Consider this (abbreviated) test case for length:
{
"name": "inches",
"u0_-3": 254000,
"u0_-2": 25400,
"u0_-1": 2540,
"u0": 254,
"u0_1": 25.4,
"u0_2": 2.54,
"u0_3": 0.254,
"u207_-6": 10000000000,
"u207": 10000,
"epsilon": 1E-12
}
This test case states that 254000 millimeters (u0_-3), 25400 centimeters (u0_-2), 2540 decimeters (u0_-1), 254 meters (u0), 25.4 decameters (u0_1), 2.54 hectometers (u0_2), 0.254 kilometers (u0_3), 10000000000 microinches (u207_-6), and 10000 inches (u207) should all convert to each other. The actual number of conversions performed and verified is n2 where n is the number of key-value pairs. Conversions from a unit to itself are also included.
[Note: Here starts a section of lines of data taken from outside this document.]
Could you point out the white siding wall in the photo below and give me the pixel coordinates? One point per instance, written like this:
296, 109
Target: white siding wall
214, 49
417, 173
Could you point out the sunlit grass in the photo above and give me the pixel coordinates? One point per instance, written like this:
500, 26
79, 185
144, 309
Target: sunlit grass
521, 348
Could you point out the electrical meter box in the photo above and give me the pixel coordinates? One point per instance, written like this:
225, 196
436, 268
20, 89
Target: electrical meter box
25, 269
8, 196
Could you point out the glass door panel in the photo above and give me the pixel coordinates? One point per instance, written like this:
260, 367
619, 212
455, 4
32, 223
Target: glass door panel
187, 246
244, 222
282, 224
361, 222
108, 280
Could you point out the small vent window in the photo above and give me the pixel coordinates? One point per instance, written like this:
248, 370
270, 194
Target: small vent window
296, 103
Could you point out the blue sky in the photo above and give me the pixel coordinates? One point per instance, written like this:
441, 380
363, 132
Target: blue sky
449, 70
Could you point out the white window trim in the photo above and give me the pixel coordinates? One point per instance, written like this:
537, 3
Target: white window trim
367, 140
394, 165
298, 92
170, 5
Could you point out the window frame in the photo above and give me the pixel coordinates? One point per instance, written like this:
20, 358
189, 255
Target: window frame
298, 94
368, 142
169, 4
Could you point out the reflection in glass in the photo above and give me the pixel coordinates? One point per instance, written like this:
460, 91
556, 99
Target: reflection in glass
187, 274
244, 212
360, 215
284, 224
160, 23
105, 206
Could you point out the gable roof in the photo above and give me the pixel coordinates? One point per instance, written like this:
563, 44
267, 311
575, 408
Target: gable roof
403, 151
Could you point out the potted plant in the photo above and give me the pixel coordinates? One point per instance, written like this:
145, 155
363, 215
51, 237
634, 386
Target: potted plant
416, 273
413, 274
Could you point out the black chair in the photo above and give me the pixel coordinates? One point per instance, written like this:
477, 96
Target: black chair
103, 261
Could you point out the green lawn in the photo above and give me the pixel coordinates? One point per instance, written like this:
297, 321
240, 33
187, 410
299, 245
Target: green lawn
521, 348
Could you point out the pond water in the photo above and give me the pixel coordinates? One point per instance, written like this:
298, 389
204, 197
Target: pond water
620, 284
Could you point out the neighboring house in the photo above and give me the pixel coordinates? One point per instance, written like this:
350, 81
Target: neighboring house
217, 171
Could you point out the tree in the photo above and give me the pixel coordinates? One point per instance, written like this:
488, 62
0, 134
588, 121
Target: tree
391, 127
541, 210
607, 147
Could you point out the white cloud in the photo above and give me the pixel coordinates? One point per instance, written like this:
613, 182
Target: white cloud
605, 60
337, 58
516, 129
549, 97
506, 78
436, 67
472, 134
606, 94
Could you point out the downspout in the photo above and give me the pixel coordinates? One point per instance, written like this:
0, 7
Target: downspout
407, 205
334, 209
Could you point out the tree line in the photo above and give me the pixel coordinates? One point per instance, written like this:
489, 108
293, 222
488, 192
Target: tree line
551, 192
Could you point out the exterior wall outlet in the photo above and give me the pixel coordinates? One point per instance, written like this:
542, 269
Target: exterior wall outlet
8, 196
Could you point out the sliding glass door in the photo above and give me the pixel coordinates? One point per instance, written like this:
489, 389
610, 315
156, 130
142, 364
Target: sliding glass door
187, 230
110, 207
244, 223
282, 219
The epsilon key-value pair states that the maximum allowed difference |a − b| between the actual result a and expected result b of a conversion shall be the greater of ( |a| + |b| ) · ε and ε (here ε = 10-12). This is often necessary because floating point has issues (if you know, you know). An epsilon of zero means a and b must be exactly equal (in the floating point sense, not the real number sense; if you know, you know); an epsilon of 1 means a and b may be anything as long as they have the same sign. Most test cases use an epsilon of 10-15 or 10-12. Some unlucky test cases may have an epsilon as large as 10-3; it is not recommended to have an epsilon larger than this.
Consider this test case for numeral system:
{
"name": "one half",
"z102": "0.1",
"z104": "0.2",
"z106": "0.3",
"z108": "0.4",
"z110": "0.5",
"z112": "0.6",
"z116": "0.8",
"z120": "0.A",
"z136": "0.I",
"z160": "0.U",
"inputs": {
"z120": "0.a",
"z136": "0.i"
},
"outputs": {
"z199": ""
}
}
In this test case, the values of 0.a for z120 (vigesimal or base 20) and 0.i for z136 (sexatrigesimal or base 36) should only be tested as inputs; they should not be tested as outputs because the lowercase letters of the expected output would not match the uppercase letters of the actual output (0.A and 0.I respectively). Similarly, the empty string for z199 (Roman numerals) should only be tested as an output (given a non-integer, the Roman numeral conversion returns an empty string); it should not be tested as an input because an empty string would result in the actual output of an empty string for every other unit, which will not match any of the expected outputs.